The report of structure checking can be written either to a separate file, defined by the --report-file parameter, or to the output file(s) as additional molecule property. The name of the property can be defined by the --report-property parameter.

Note: Not all molecules with structure errors are discarded. When fix mode is selected, molecules with automatically unfixable errors will be discarded only.

Usage examples

Below you can find the short descriptions of some examples.
If you want to check, fix, or filter structures in evaluate or JChem Cartridge, find examples here.

  1. structurechecker -c "metallocene"

    Executes a check with configuration metallocene on the molecule(s) defined in the standard input, and writes the result to the standard output (console);

  2. structurechecker -c "bondLength" in.sdf

    Executes a check with configuration bondLength on the molecule(s) defined in the in.sdf file, and writes the result to the standard output (console);

  3. structurechecker -c "isotope->converttoelementalform" in.sdf Executes a check with configuration isotope->converttoelementalform on the molecule(s) defined in the in.sdf file, and writes the result to the standard output (console);

  4. structurechecker -c "aromaticity..valence" -m fix -f sdf -o out.sdf in.sdf

    Executes a fix with configuration aromaticity and valence on the molecule(s) defined in the in.sdf file, and writes the molecules with valid structures (including automatically fixed molecules) in sdf format to the out.sdf output file;

  5. structurechecker -c config.xml -t separated -o out.sdf -d discarded.sdf

    Executes a check with configuration contained by the config.xml, and writes the molecules with valid structures to out.sdf, and writes the molecules with invalid structures to discarded.sdf.

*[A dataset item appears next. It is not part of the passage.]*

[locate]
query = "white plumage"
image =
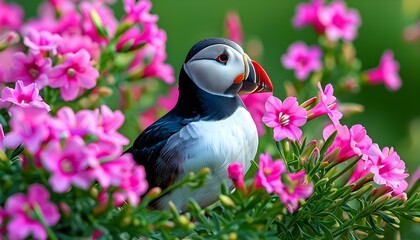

    Note: The format of both outputs is SMILES(!) as --format (-f) is not defined;

  6. structurechecker -c config.xml -m fix -t separated -d discarded.sdf

    Executes a fix with configuration contained by the config.xml, and writes the molecules with invalid structures todiscarded.sdf, and writes molecules with valid structures to the standard output (console);

  7. structurechecker -c config.xml -m fix -t discarded in.sdf

    Executes a fix with configuration contained by the config.xml, and writes the molecules with invalid structures todiscarded.sdf, and omits molecules with valid structures.